Endothelin (ET)-1, a peptide produced by vascular endothelial cells, is a potent vasoconstrictor that acts as a modulator of vasomotor tone, cell proliferation, and vascular remodeling.11–13 The biological actions of ET-1 are mediated by at least 2 different receptors: ET-A receptor (ET-A) and ET-B receptor (ET-B).
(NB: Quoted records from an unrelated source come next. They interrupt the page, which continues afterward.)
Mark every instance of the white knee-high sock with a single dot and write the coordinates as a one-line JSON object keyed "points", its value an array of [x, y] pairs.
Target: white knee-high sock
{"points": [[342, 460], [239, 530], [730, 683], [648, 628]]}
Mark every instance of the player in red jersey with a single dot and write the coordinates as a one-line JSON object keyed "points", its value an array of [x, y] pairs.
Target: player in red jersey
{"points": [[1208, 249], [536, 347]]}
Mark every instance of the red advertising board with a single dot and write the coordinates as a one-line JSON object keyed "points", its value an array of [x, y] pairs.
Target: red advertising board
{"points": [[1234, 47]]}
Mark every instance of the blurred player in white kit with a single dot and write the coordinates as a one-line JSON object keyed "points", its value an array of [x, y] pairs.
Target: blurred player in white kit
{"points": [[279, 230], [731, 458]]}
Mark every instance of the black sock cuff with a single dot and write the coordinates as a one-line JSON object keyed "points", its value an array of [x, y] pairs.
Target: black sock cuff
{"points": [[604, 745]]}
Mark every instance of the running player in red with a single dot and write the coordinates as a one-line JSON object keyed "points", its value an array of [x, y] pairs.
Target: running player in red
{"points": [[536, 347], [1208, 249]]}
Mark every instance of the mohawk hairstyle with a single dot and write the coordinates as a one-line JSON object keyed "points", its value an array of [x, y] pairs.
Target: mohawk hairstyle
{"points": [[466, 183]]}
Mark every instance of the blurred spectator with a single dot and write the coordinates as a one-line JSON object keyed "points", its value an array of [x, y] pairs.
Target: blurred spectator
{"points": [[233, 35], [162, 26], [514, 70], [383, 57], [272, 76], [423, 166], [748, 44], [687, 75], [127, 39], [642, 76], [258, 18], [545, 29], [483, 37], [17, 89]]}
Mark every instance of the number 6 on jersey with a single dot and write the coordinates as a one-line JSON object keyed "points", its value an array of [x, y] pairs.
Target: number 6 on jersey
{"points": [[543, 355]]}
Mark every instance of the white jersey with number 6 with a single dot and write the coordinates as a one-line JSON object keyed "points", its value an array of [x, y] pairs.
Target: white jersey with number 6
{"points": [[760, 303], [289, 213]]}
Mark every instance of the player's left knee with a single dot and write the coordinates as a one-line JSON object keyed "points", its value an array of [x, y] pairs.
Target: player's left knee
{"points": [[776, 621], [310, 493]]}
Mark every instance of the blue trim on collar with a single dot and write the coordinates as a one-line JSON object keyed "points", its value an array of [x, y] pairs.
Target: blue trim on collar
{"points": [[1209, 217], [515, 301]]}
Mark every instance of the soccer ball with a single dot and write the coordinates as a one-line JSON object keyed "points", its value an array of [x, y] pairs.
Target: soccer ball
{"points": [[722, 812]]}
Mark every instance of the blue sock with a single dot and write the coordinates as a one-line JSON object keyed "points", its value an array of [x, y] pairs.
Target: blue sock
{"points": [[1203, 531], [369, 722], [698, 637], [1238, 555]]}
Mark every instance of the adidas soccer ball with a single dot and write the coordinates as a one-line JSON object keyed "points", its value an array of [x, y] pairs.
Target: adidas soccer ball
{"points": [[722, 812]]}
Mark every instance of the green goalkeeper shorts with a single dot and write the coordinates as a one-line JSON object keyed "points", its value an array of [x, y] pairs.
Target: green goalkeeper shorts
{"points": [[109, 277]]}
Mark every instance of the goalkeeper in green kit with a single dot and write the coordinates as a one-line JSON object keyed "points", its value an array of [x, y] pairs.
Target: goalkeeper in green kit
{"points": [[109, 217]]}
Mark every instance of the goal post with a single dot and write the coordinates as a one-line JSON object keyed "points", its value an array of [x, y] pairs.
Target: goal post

The interaction of ET-1 with ET-A in vascular smooth muscle cells is primarily responsible for ET-1–mediated vasoconstriction, whereas endothelial cell expressing ET-B promotes vasodilation.14–16 ET-converting enzyme (ECE)-1 and ECE-2 are responsible for generating active ET-1.13

The ET-1 system has been implicated in the regulation and development of arterial stiffness.17,18 Our previous study demonstrated a reduction of aging-induced increase in plasma ET-1 concentration by aerobic exercise training in older humans.19 Thus, the exercise-mediated alteration in ET-1 may have a role in the physiological mechanism responsible for exercise-induced improvements in arterial stiffness. Although regular exercise is beneficial for the cardiovascular system, not all individuals may benefit equally from exercise. Recently, it has been reported that variations in the nucleotide sequence of both the coding and noncoding regions of genes in the different components of ET-1 system are associated with differential cardiovascular function (eg, blood pressure).20–23 However, the relationship between molecular variations in the nucleotide sequence of genes for ET-1 system and the regular exercise-induced arterial adaptation remains unclear. Because ET-1 system is implicated in the regulation and adaptation of arterial stiffness, we hypothesized that molecular variation in the nucleotide sequence of genes for ET-1 system might affect the exercise-induced reduction in arterial stiffness associated with age in human subjects. Thus, we examined whether polymorphisms in the ECE, ET-A, and ET-B genes, important genes for ET-1 system, affected the degree of change in arterial stiffness following exercise in middle-aged and older human subjects.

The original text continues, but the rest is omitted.